The paper establishes that terrestrial and super-Earth planets (≈1–10 M⊕) with modest primordial H–He envelopes can maintain liquid water at their surfaces for billions of years, especially beyond ~2 AU, and for unbound planets far exceeding stellar lifetimes (up to 84 Gyr in simulations). Hydrodynamic escape precludes such long-term conditions inside ~2 AU around Sun-like stars, while Jeans escape is generally unimportant. These insights argue for a more inclusive definition of habitability that encompasses H2-rich greenhouse planets and unbound worlds. Future work should quantify formation likelihoods for the requisite initial conditions, incorporate more realistic compositions (metallicity, greenhouse species), water inventories (avoiding high-pressure ice barriers), and magnetic field generation, assess planets around M dwarfs with their elevated early UV/XUV histories, and develop detection strategies and biosignature frameworks suited to H–He atmospheres using facilities like JWST, Ariel, ELT, PLATO (for ages), and Roman (for cold and unbound planets).
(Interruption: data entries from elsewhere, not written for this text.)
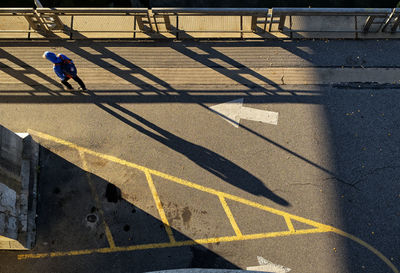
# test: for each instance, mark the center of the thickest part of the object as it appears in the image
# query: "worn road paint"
(96, 198)
(159, 207)
(234, 110)
(267, 266)
(317, 227)
(230, 216)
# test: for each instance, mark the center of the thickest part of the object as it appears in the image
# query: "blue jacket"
(63, 66)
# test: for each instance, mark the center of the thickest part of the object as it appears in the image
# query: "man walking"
(64, 68)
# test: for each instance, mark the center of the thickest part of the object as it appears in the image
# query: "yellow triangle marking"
(319, 228)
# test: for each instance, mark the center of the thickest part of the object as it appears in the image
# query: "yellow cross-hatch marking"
(316, 227)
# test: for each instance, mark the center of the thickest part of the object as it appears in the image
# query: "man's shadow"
(203, 157)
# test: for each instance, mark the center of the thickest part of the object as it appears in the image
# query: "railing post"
(395, 24)
(253, 23)
(281, 22)
(368, 23)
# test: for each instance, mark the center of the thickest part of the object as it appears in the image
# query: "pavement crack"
(341, 181)
(304, 184)
(373, 171)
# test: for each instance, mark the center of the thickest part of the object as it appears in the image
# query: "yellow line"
(96, 198)
(289, 224)
(159, 207)
(230, 216)
(320, 227)
(166, 245)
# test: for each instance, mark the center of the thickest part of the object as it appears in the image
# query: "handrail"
(91, 11)
(49, 21)
(331, 11)
(212, 11)
(16, 10)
Key limitations and assumptions include: (1) Nominal cores are dry silicate–iron (2:1) without ices; ice-rich compositions alter mass–radius, heat capacity, and radiogenic scaling. (2) The atmosphere model employs double-grey radiative transfer and tabulated mean opacities with low-temperature extrapolations; specific greenhouse species and wavelength-dependent effects are simplified. (3) The greenhouse parameter γ and opacities are uncertain at low Teq; composition changes (e.g., increased metallicity) could modify the greenhouse effect. (4) Intrinsic luminosity relies on an analytical post-formation fit and chondritic radiogenic inventories that scale with mantle mass; true abundances and half-lives could differ. (5) Atmospheric escape models adopt simplified hydrodynamic prescriptions and an assumed exosphere temperature range for Jeans escape; composition-dependent and non-thermal losses are not treated. (6) Fixed Bond albedo and Sun-like stellar evolution; no late-stage migration is included. (7) The biological temperature cap (400 K) is Earth-derived and may not generalize. (8) Simulations for bound planets span 8 Gyr; longer-term behavior is assessed primarily for unbound cases. These factors may affect quantitative τ_liq estimates and generalizability.